A retrospective cohort design with an intent-to-treat approach was used (Figure 1). Patients initiated on ustekinumab or adalimumab between 10/21/2019 and 08/13/2021 (intake period) were classified into the ustekinumab or adalimumab cohort. The intake period aligned with the period in which both treatment options were available on the US market and ensured that patients in both cohorts had an equal amount of time (6 months) to discontinue the index therapy before the end of data availability. The index date was the date of the first observed claim for ustekinumab or adalimumab in the intake period. The two cohorts were not mutually exclusive, ie, patients who initiated ustekinumab or adalimumab on different dates during the intake period could be included in both cohorts.
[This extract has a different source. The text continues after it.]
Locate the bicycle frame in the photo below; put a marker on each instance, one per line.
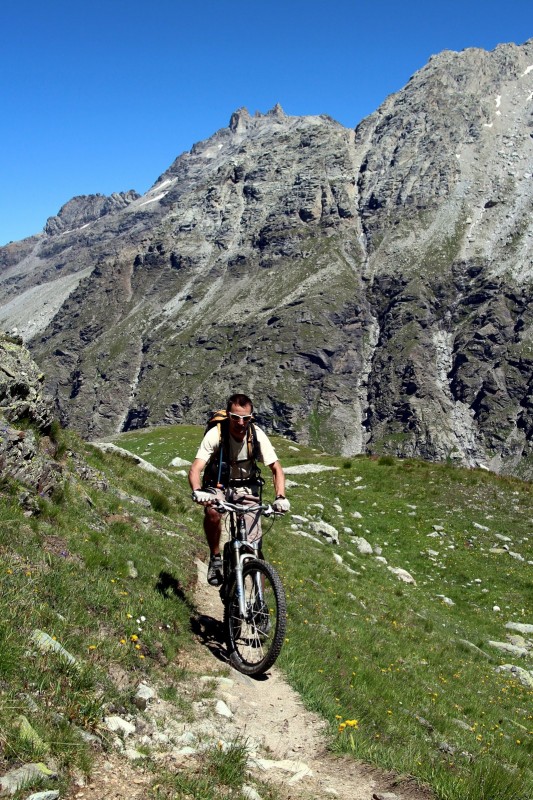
(241, 549)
Figure 1 Study design scheme.

The baseline period was the 12-month period with continuous health plan eligibility prior to the index date. The start of maintenance phase was the date of the first subcutaneous claim for ustekinumab and the date of the first claim following a cumulative dose of 240 mg for adalimumab. The follow-up period spanned from the start of maintenance phase to the earliest of 12 months, end of insurance eligibility, or end of data availability.

Study Sample

Patients meeting the following criteria were included in the study sample: (1) first observed claim for ustekinumab or adalimumab (index therapy) during the intake period; (2) ≥12 months of continuous insurance eligibility before the index date; (3) ≥1 medical claim with a diagnosis for UC [International Classification of Diseases, Tenth Revision, Clinical Modification codes [ICD-10-CM]: K51.x] in the baseline period or on the index date; (4) ≥18 years of age on the index date; (5) persistent on index therapy (defined as no gaps in days of supply >120 days for ustekinumab or >60 days for adalimumab) between the index date and maintenance phase start. Patients were excluded from the study if they met any of the following criteria: (1) ≥1 medical or pharmacy claim for the index biologic before the index date during the period of continuous eligibility; (2) ≥1 medical or pharmacy claim for a biologic other than the index biologic on the index date; (3) any medical claim for ankylosing spondylitis, hidradenitis suppurativa, juvenile idiopathic arthritis, plaque psoriasis, psoriatic arthritis, relapsing polychondritis, rheumatoid arthritis, or uveitis during the baseline period; (4) a diagnosis of Crohn’s disease before or after the index date.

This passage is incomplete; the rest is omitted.